I about-face and start back down the stairs. “What? Are you kidding? You just got here!”

“I know but… no time like the present.”

“It’s late and there’s a blizzard, Con!” Mayhem sounds confused and maybe a little concerned. I open the door to my SUV and jump in as Mayhem stands up, the bench swinging behind her. “You live here! Where are you going?”

“I’ll be back tomorrow, okay. Just… can you not tell them I’m here yet? I just… I’ll be back. Just give me a minute.”

She nods, but it’s hesitant. Concern is still all over her pretty features. “Con-Con… are you okay?”

“Yep. Back tomorrow!” 

I do a U-turn on the drive. Mayhem yanks off her hood and balaclava and I can see her sweet, confused face in my rearview, and I feel bad. But not bad enough to turn around and face all my relatives. 

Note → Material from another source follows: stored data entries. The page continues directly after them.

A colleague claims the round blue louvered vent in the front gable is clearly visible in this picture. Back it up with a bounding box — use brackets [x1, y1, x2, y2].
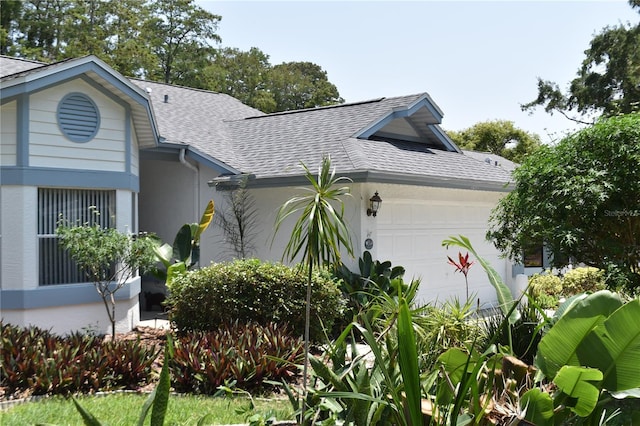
[58, 93, 100, 142]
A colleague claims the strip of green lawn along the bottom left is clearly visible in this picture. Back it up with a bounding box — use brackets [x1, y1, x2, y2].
[0, 393, 293, 426]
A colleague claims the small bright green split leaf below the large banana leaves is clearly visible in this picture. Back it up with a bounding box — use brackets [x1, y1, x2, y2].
[553, 365, 602, 417]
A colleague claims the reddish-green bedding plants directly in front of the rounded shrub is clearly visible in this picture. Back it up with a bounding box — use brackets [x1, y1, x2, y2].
[170, 323, 303, 395]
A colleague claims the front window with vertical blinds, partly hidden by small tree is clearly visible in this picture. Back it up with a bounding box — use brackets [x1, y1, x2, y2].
[38, 188, 116, 285]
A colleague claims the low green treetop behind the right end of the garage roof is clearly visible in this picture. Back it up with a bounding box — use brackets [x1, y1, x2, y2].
[447, 120, 540, 163]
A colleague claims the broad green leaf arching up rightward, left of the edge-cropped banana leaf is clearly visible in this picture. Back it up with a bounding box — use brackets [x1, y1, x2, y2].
[535, 290, 622, 378]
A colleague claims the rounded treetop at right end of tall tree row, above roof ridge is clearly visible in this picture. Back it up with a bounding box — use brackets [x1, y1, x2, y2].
[268, 62, 344, 111]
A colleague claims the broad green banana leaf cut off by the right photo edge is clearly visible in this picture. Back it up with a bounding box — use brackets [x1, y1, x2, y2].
[577, 299, 640, 391]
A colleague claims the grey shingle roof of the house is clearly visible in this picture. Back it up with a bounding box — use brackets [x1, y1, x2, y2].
[0, 57, 515, 187]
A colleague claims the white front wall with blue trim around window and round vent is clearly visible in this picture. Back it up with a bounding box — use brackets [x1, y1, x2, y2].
[0, 77, 146, 333]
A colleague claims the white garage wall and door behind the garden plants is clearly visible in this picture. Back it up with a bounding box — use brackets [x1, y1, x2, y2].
[208, 183, 512, 307]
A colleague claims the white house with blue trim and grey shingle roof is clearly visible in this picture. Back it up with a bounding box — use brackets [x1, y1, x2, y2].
[0, 56, 513, 332]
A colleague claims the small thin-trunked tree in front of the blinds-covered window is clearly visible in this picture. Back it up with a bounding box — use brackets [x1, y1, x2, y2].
[56, 210, 155, 339]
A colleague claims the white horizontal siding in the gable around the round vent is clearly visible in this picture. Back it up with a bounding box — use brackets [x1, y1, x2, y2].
[29, 79, 125, 172]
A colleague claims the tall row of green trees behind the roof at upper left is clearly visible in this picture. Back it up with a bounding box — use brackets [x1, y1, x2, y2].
[0, 0, 344, 113]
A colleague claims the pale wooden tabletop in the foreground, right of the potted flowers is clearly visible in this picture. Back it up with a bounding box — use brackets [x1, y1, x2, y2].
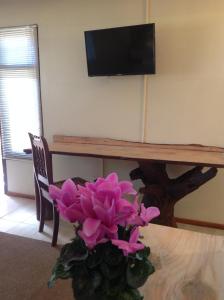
[141, 224, 224, 300]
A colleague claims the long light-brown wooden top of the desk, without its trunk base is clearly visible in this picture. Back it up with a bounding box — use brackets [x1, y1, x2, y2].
[49, 135, 224, 168]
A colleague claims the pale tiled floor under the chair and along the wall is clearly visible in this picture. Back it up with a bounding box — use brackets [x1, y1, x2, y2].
[0, 192, 224, 244]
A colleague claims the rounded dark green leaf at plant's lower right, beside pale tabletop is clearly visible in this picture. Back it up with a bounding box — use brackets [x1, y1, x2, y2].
[126, 260, 155, 288]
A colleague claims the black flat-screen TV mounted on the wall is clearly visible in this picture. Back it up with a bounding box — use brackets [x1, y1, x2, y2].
[85, 24, 155, 76]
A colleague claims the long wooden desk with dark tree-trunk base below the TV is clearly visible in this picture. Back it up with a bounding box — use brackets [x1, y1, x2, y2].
[49, 135, 224, 227]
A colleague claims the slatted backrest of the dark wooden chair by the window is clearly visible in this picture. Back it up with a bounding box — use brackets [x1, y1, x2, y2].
[29, 133, 53, 198]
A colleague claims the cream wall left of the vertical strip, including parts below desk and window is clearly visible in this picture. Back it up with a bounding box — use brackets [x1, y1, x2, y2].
[0, 0, 145, 193]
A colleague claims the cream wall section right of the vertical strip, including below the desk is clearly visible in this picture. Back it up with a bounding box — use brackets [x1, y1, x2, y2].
[147, 0, 224, 223]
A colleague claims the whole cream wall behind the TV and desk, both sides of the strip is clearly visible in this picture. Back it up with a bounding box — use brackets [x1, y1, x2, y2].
[0, 0, 224, 223]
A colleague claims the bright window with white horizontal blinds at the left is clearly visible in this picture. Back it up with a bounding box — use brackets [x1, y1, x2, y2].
[0, 25, 42, 158]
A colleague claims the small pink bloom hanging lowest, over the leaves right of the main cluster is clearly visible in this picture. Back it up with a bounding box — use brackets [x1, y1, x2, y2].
[111, 227, 145, 256]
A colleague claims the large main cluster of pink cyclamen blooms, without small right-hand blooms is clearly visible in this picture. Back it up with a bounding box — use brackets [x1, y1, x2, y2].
[49, 173, 137, 249]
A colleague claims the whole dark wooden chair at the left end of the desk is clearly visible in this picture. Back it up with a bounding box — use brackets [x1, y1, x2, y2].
[29, 133, 86, 246]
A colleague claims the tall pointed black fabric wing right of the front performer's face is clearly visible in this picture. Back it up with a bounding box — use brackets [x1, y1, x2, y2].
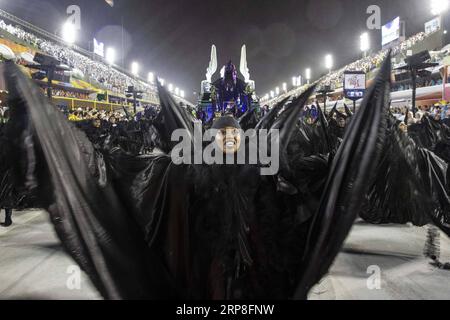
[295, 55, 391, 298]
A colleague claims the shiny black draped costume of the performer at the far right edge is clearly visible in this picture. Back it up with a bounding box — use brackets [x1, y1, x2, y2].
[361, 119, 450, 235]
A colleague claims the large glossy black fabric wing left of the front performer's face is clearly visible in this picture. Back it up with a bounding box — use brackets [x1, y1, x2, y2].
[5, 63, 177, 299]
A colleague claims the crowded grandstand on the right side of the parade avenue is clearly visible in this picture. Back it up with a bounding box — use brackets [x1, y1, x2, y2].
[261, 20, 450, 117]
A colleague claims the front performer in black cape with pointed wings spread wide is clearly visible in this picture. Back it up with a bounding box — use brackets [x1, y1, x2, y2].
[5, 52, 450, 299]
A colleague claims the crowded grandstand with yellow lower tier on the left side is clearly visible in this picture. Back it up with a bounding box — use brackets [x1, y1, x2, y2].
[0, 10, 191, 116]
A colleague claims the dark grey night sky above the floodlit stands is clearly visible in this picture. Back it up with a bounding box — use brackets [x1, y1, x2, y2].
[0, 0, 432, 100]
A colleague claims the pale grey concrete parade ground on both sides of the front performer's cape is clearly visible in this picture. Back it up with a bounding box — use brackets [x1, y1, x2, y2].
[0, 210, 450, 300]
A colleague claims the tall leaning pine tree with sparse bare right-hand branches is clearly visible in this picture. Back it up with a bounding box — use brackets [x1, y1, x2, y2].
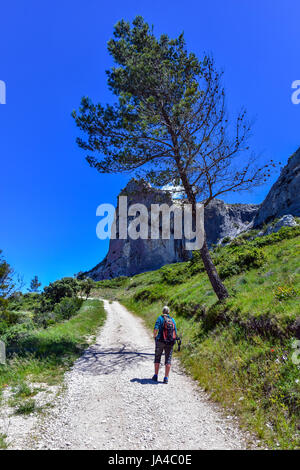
[73, 17, 268, 300]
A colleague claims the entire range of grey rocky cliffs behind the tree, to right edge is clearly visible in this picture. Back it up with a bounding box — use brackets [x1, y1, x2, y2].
[84, 149, 300, 280]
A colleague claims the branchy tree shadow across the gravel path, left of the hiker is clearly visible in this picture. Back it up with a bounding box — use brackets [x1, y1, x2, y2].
[75, 344, 154, 375]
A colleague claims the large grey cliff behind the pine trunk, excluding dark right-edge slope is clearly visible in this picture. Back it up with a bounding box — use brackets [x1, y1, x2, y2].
[85, 179, 259, 280]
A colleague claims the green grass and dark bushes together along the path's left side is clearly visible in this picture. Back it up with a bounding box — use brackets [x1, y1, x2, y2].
[0, 272, 105, 448]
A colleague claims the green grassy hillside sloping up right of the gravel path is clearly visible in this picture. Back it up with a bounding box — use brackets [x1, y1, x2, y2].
[92, 226, 300, 449]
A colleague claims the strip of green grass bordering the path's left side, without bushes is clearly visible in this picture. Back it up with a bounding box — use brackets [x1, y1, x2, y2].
[0, 300, 105, 448]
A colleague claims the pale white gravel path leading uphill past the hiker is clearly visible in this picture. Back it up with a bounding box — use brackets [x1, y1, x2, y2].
[19, 301, 246, 450]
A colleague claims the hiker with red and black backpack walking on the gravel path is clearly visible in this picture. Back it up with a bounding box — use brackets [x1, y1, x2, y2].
[152, 306, 177, 384]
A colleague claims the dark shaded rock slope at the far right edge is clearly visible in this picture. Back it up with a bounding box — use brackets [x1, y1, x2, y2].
[254, 148, 300, 227]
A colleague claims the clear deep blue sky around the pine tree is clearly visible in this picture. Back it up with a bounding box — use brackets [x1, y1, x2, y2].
[0, 0, 300, 285]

I drive aimlessly around Silver Bay as the weather conditions worsen and the roads get icy. I can’t go back to my parents’ but I don’t know where else to go. And then it hits me. When cousins Tenley and Tate are in Silver Bay they share the old farmhouse Aunt Jessie and Uncle Jordan used to live in when they first got together. The old barn, which is a home gym the whole family uses, also has an apartment. Aunt Rose used to live there before she married Uncle Luc, but no one has lived there since. I’m pretty sure everyone has forgotten it exists. But it does. So I turn left and head to my new hideout.